As the United States has watched its waistline grow significantly in the last two decades, marketing-savvy companies are working to make products and services that can help get Americans less fat and more fit seem sexier and more appealing.
Think bling-bling for bottled water -- a pretty dang dull product really -- to attract kids, and the repackaging of popular bad-for-you snacks into portion-controlled sizes.
Although they may have ulterior motives to cash in (literally) on people's weaknesses (as if we couldn't take only two cookies out of a larger and cheaper box?), the end result may not be all bad since the latest data from the National Center for Health Statistics show that 30 percent of U.S. adults 20 years of age and older -- over 60 million people -- are obese. And, the percentage of young people who are overweight has more than tripled since 1980, with 16 percent -- over 9 million aged 6-19 -- considered overweight.
As more school systems purge soft drinks and other high-sugar drinks from their cafeteria menus, bottled water companies are looking to fill the void with kid-friendly graphics, funky bottle shapes and national advertising campaigns. Hoping to make a splash -- and get Mom's and Dad's approval too -- are Nestlé Waters North America, Cott, Kids Only and Advanced H2O.
"It's a big land rush now that carbonated soft drinks are getting the boot from schools," Gerry Khermouch, editor of Beverage Business Insights magazine, told BrandWeek in a recent article. "What's tricky is there's a dual target: you want to offer something kids want to be seen with while also getting past moms. But coming up with a winning formula is difficult. Almost any sweetener is taboo among some moms, while plain water can strike kids as dull and moms as overpriced."
Nestlé Waters, which owns Poland Spring and Arrowhead, is launching Aquapod, rocket-ship shaped, 11-ounce bottles of spring water. Targeting 6- to 12-year-olds, animated ads proclaiming, "Aquapod spring water. A blast of fun," will start June 18 on Nickelodeon and other popular kids channels. If cereals and snackables can do it, why not water?
Nicole O'Connor, a representative for Aquapod, noted in BrandWeek that beverages are second only to toys when it comes to products that parents will allow children to choose.
Other companies are striking up licensing deals for the likes of Superman, Spider-Man, The Incredibles, Bratz and Scooby-Doo to catch kids' attention and ring in sales.
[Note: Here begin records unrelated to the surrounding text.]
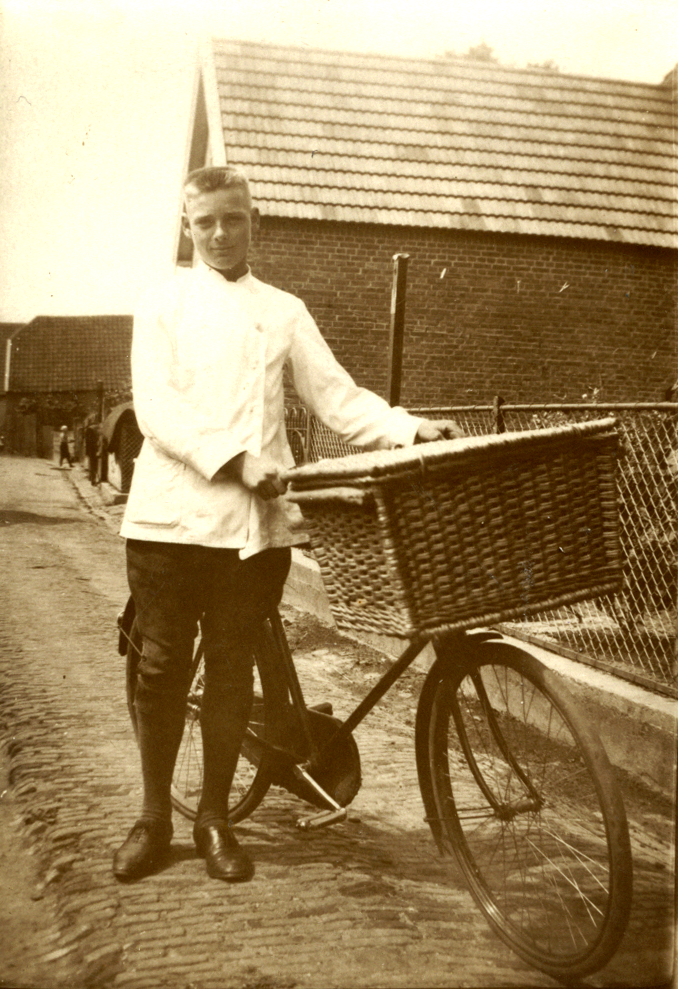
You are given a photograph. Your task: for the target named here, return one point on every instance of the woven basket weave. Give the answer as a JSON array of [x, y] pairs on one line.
[[468, 532]]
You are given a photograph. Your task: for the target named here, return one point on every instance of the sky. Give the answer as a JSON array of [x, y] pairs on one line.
[[95, 103]]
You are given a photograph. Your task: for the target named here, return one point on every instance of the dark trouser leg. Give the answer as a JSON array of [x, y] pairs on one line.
[[239, 599], [167, 611]]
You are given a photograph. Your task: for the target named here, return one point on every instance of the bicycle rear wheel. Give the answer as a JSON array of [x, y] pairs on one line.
[[252, 776], [519, 788]]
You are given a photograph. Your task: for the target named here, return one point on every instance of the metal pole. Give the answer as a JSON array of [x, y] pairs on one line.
[[395, 357]]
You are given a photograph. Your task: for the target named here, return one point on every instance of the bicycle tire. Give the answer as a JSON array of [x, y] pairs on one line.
[[252, 776], [518, 787]]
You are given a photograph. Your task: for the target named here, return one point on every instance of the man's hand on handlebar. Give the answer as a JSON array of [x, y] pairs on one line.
[[261, 475], [440, 429]]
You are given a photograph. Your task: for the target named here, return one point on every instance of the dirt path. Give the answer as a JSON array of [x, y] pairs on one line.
[[366, 905]]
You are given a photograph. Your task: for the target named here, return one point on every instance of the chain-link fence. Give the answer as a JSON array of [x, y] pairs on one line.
[[632, 633]]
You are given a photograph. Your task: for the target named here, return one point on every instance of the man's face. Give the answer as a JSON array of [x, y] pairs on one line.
[[220, 226]]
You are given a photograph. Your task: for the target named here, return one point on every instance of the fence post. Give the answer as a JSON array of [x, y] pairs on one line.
[[497, 414], [395, 356]]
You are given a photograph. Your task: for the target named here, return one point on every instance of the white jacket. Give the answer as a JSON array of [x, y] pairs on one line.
[[207, 373]]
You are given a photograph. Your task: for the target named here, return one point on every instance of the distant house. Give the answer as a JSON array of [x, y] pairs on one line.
[[7, 331], [537, 209], [59, 370]]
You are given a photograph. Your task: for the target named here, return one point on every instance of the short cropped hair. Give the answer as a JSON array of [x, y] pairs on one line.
[[217, 177]]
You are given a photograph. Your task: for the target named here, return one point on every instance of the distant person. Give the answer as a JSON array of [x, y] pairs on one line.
[[64, 451], [208, 536]]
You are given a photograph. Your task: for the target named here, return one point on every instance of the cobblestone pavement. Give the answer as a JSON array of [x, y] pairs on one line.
[[365, 904]]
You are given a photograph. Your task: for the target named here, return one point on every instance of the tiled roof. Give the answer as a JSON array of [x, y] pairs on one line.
[[447, 143], [71, 353]]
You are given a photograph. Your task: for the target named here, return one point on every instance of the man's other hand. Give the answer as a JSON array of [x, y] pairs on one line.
[[261, 475], [441, 429]]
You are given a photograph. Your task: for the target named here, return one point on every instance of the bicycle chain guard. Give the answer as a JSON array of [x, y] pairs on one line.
[[340, 777]]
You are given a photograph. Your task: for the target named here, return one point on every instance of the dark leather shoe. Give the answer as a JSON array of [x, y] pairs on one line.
[[145, 847], [224, 857]]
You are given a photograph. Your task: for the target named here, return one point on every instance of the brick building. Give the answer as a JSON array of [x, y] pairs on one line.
[[59, 370], [538, 211]]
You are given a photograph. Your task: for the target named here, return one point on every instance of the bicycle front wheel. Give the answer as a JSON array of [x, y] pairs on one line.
[[252, 776], [520, 789]]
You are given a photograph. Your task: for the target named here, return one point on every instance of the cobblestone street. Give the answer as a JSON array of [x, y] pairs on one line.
[[364, 904]]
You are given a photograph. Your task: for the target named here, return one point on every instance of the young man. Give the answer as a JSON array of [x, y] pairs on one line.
[[208, 537]]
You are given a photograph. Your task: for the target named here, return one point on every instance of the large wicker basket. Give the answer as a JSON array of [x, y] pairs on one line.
[[458, 533]]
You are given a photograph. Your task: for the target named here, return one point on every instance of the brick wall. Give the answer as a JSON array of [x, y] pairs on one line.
[[532, 319]]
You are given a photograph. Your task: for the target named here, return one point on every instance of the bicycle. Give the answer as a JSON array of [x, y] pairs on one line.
[[515, 783]]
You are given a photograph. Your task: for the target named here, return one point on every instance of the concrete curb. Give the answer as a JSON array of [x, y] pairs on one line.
[[639, 729]]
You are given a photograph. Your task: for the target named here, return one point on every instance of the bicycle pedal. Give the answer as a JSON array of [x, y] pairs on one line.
[[322, 820]]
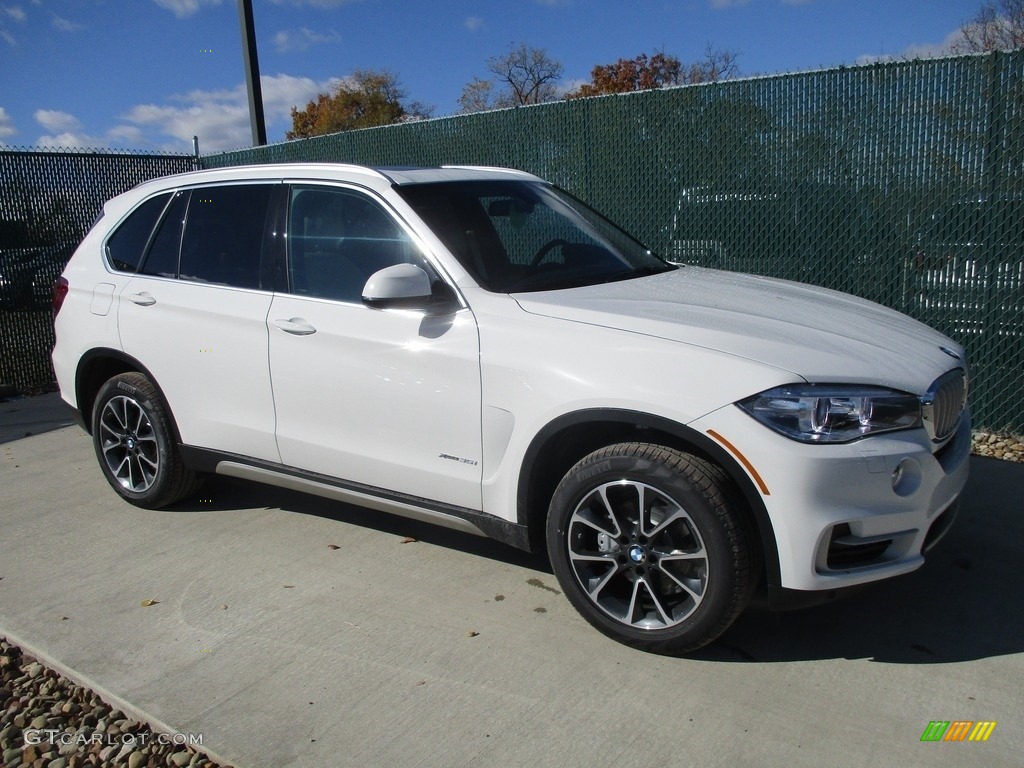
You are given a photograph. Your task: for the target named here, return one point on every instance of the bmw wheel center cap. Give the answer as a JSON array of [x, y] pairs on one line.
[[637, 554]]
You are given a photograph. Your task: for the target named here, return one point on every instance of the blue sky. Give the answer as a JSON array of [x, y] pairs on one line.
[[151, 74]]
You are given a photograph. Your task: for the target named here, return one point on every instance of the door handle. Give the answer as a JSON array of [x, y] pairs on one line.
[[142, 299], [295, 326]]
Kids Only is charging $3.99 for a six-pack of bottles that are each about a pint.
Presumably, Nestle Waters is expecting a big return spending $2.6 million on media last year and $18.1 million in 2004, according to Nielsen Monitor-Plus.
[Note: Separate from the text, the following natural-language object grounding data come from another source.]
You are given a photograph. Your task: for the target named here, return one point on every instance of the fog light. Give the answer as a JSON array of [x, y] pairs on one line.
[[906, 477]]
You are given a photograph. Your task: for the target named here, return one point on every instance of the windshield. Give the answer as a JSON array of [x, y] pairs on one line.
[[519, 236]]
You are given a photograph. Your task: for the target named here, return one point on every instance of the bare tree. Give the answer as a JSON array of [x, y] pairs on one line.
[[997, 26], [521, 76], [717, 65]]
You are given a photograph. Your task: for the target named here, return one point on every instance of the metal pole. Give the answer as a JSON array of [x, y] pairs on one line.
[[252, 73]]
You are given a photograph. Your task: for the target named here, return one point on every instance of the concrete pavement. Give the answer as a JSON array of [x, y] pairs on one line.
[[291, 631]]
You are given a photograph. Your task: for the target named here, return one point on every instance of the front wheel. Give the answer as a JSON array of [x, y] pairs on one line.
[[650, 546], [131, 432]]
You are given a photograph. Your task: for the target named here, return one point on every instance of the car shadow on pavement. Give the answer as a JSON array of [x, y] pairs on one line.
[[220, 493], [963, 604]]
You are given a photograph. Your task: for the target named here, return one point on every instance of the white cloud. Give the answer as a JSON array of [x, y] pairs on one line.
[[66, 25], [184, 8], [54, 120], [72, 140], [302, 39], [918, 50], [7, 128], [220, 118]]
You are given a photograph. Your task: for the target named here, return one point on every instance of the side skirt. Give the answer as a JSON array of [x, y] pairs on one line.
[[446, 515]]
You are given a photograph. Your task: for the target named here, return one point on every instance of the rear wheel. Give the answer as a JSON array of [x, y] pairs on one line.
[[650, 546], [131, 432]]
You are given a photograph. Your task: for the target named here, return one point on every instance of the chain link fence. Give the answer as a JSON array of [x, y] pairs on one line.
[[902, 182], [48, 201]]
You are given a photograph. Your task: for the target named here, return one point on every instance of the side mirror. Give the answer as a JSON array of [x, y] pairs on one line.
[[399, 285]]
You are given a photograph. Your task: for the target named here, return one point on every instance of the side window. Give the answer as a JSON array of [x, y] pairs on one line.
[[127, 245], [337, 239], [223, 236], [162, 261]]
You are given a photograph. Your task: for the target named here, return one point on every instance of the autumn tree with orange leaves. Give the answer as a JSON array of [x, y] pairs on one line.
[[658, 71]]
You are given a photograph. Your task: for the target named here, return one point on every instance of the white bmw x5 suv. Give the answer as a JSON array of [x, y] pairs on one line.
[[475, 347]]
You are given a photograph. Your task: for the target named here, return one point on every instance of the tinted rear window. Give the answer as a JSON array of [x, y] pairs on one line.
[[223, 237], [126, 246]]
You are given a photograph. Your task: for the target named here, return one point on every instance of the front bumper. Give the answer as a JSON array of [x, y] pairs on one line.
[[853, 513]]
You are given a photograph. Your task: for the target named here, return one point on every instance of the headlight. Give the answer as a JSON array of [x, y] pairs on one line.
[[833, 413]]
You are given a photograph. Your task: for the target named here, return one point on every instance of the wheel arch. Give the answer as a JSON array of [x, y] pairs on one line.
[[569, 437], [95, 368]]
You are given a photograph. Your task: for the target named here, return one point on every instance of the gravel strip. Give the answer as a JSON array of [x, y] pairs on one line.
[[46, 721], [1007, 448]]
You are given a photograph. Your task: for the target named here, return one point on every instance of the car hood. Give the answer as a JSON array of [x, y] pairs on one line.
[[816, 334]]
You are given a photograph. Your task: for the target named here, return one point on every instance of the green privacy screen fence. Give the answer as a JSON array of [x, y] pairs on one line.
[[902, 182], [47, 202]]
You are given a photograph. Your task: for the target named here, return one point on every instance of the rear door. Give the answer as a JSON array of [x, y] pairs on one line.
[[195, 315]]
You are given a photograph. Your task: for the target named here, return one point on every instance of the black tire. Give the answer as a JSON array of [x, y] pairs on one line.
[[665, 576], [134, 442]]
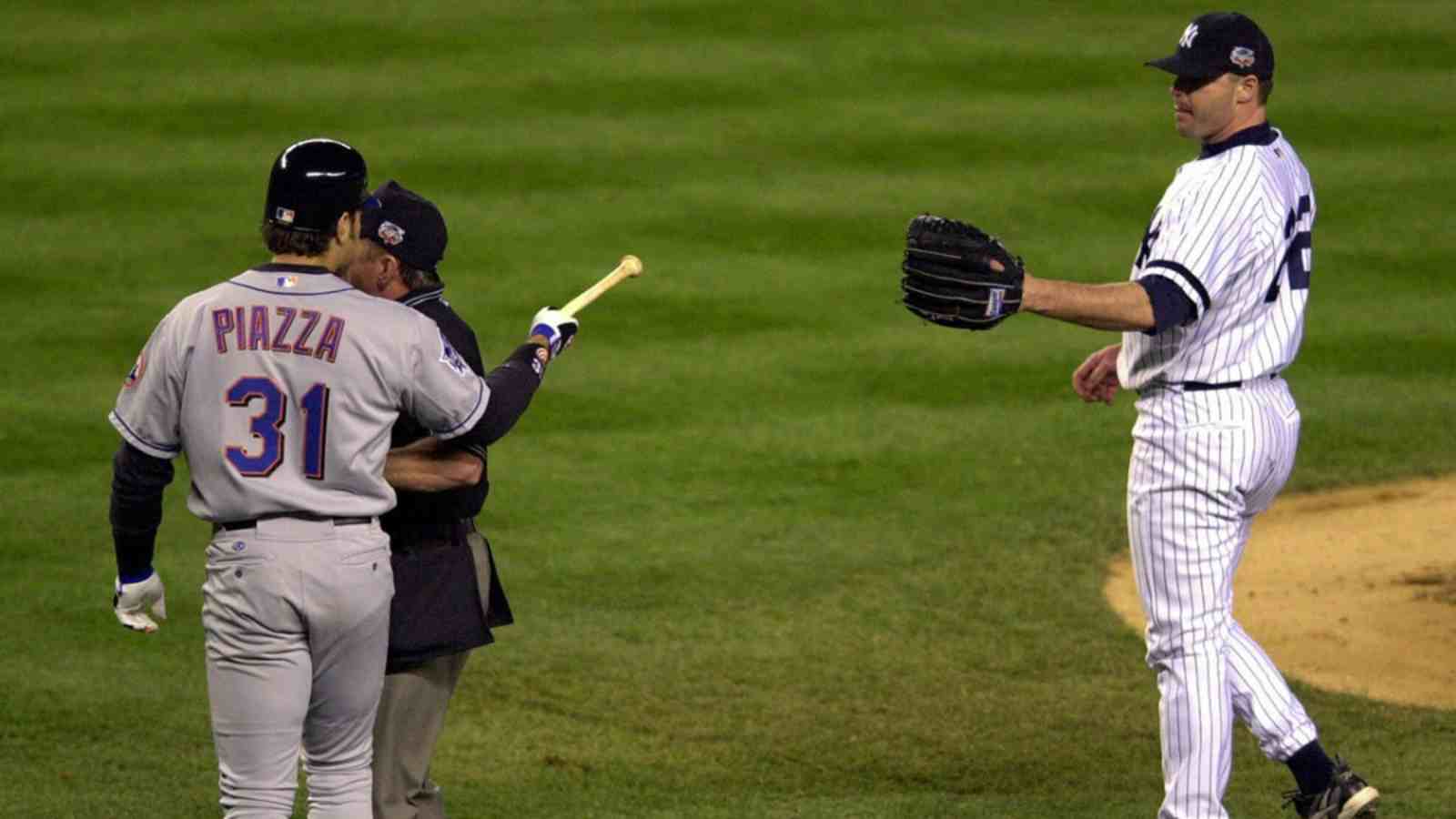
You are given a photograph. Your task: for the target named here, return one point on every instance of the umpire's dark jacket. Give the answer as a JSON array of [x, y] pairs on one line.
[[448, 595]]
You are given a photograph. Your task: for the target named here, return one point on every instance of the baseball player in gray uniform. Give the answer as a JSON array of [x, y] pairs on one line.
[[281, 385], [1213, 314]]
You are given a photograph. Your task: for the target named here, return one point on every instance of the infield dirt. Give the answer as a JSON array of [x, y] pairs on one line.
[[1350, 589]]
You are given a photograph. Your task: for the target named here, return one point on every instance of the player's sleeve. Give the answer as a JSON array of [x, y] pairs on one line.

In addition, in early June, at the All Candy Expo sponsored by the National Confectioners Association, marketers for companies like The Hershey Co., Nestle USA, Simply Lite Foods Corp. and Whitman's unveiled low-calorie and calorie-controlled versions of various candy bars, fruit gummies and chocolates. Hershey's chocolate candy sticks and a 100-calorie candy bars due out this year are byproducts of Hershey's Center for Health and Nutrition, which opened last month.
Margo Wootan, director of nutrition policy for the Center for Science in the Public Interest, said in a Chicago Tribune article that bigger portions are one of the big contributors of the excess calories that people are eating and the rising obesity rate. But, she pointed out, "just because the portion size is small, it doesn't make an Oreo into an apple. People have to remember that a lot of these portion-control foods are still junk foods."
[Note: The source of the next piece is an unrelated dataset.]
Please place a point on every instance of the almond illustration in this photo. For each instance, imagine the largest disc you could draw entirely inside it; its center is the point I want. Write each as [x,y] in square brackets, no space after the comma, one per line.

Bob Goldin, vice president of Technomics Inc., a Chicago-based market research company, also told the Chicago Tribune that the industry needs to do a better job educating consumers about key nutritional information about those products in a clear and unambiguous way. "Some of the food companies instead," he told the paper, "are just going wink, wink."
SNEWS® View: If cereals can hit up TV and kid-centric advertising, why not water? And if food can make it simple, stupid (a.k.a. KISS), why couldn’t fitness manufacturers take some of the same concepts for promoting equipment and exercise, albeit less sensational ones puuu-leeze than some we now see on infomercials.